# Dangerous Dog Ordinance



## Patrick Murray (Mar 27, 2006)

I didn't see this topic being discussed here. Anyway, they want owners of Pit Bulls, German Shepherds and more to have to register their dog AND pay an annual fee of $25. The local government probably needs the money to fund some idiotic program so this is how they get your money. It's time to enact a "stupid politician" ordinance. 

http://atlanta.cbslocal.com/2011/06/06/dangerous-dog-ordinance-in-college-park/
*College Park (WAOK) Saying it’s acting in the interest of public safety, College Park officials will enact a “dangerous dog” registry next month that some critics say is very close to canine profiling.*



Residents owning dogs that have, without provocation, bitten someone during the last 12 years, will be required to register their pet with the city clerk’s office. Pit bull, Doberman, Rottweiler and German shepherd owners, will also have to register their dogs whether they have ever attacked someone or not.

Registration will cost a $25 annual fee. Those who fail to register their dogs will face fines and confiscation of their pets.

Lawrenceville, LaGrange and Floyd County have all enacted their own versions of the ordinance but College Park appears to be the first municipality in Georgia to require registration for breeds beyond pit bulls.

There have been several recent pit bull attacks in areas near College Park. Last August an infant was mauled and seriously injured by a pit bull in Clayton; two months later, a Jonesboro resident walking his dog was attacked by a neighbor’s pit bull.In addition, an animal control officer was bitten by a dog.
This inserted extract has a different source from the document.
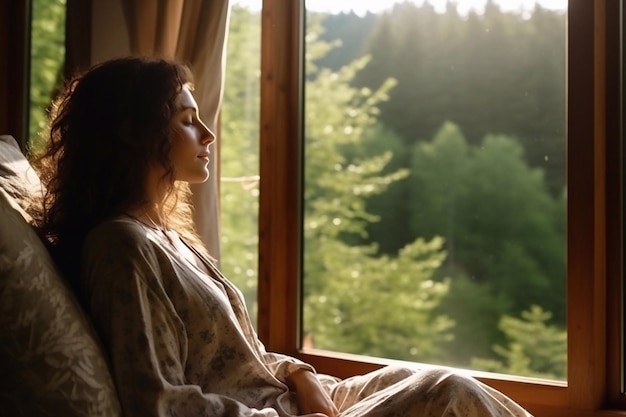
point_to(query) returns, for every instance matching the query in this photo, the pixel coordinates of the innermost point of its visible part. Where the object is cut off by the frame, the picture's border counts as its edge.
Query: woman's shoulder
(122, 227)
(119, 234)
Critics are upset that no public hearings were held before the dog registry became law.


----------



## Daraun Sirmans (Jun 6, 2011)

Patrick Murray said:


> I didn't see this topic being discussed here. Anyway, they want owners of Pit Bulls, German Shepherds and more to have to register their dog AND pay an annual fee of $25. The local government probably needs the money to fund some idiotic program so this is how they get your money. It's time to enact a "stupid politician" ordinance.
> 
> http://atlanta.cbslocal.com/2011/06/06/dangerous-dog-ordinance-in-college-park/
> *College Park (WAOK) Saying it’s acting in the interest of public safety, College Park officials will enact a “dangerous dog” registry next month that some critics say is very close to canine profiling.*
> ...


----------



## Howard Gaines III (Dec 26, 2007)

Sounds like a crock of..................
This is the VERY reason we NEED more folks speaking out on these issues and not riding the fence.:-#
Someone needs to spell out that the issue is with handlers/owners and not the breed of the animal![-X
Cry your trail of tears when legislation happens to YOU and YOU did nothing!!!!!!!!!!!!!:-({|=


----------